The present invention relates to thermal color printers, and more particularly to a printing head drive thereof.
In a conventional thermal color printer, four separate driving motors are used for driving an ink sheet feed mechanism, a printing paper feed mechanism and a printing head drive mechanism for lifting and lowering the printing head relative to a platen facing the printing head. The color printer of this type basically has a printing paper feed mechanism which is comprised of a paper feed roller, a printing head and a platen facing one another, and a capstan; and an ink sheet feed mechanism which feeds an ink sheet sequentially coated in the printing direction with the primary colors.
In the first forward pass, a printing paper superposed on an ink sheet passes between the platen and the printing head under pressure to thermally print a first color ink thereon. Then the printing paper printed in the first color ink is fed backward for the second forward pass for printing the second color ink thereon. When the third forward pass for printing the third color ink is finished, one printing operation of a full color print is completed. During each backward feeding operation, the ink sheet is wound for the print of the subsequent color, and the print head is temporarily separated from the platen.
Two out of the four motors are used for the printing paper feed mechanism, and the other two separate driving motors are used for the ink sheet feed mechanism and the printing head drive mechanism. Four separate motors take up a large space in a limited installation space within a thermal color printer. Consequently, this imposes a limitation on the miniaturization of thermal color printers. In order to eliminate this limitation and lower the cost of a color thermal printer of this type, an improved thermal color printer was proposed in which only one reversible motor is used for both driving the paper feed mechanism and the printing head drive mechanism. In this improved thermal color printer, one rotational direction of the reversible motor is applied to the up/down movement of the printer head relative to the platen, and the reverse rotational direction thereof is applied to driving of the ink sheet feed mechanism, and viceversa. When the motor is driven in one direction to transmit power to either the ink sheet feed mechanism or the printing head drive mechanism, power transmission to the other is cut by a one-way clutch or a one-way power transfer mechanism installed between the motor and the respective ink sheet feed mechanism and printing head drive mechanism.
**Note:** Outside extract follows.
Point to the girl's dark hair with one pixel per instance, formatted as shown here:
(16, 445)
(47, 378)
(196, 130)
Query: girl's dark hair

Precise control of the printing head drive mechanism is required in order to stop and start the operation of lifting and lowering the printing head relative to the platen. In particular, the printing head drive mechanism has to be stopped precisely in order to provide a proper contact of the printing head with the top surface of the platen for an optimum printing. However, this one-way clutch or one-way power transfer mechanism has a substantially large inertia. This inertia is very difficult to control, and without control of the inertia, the printing head drive mechanism overruns due to the inertia of the one-way clutch. Further, conditions of controlling the printing head drive mechanism, such as switching on and off of the motor, had to be decided based on experiments, which likely renders the control unreliable.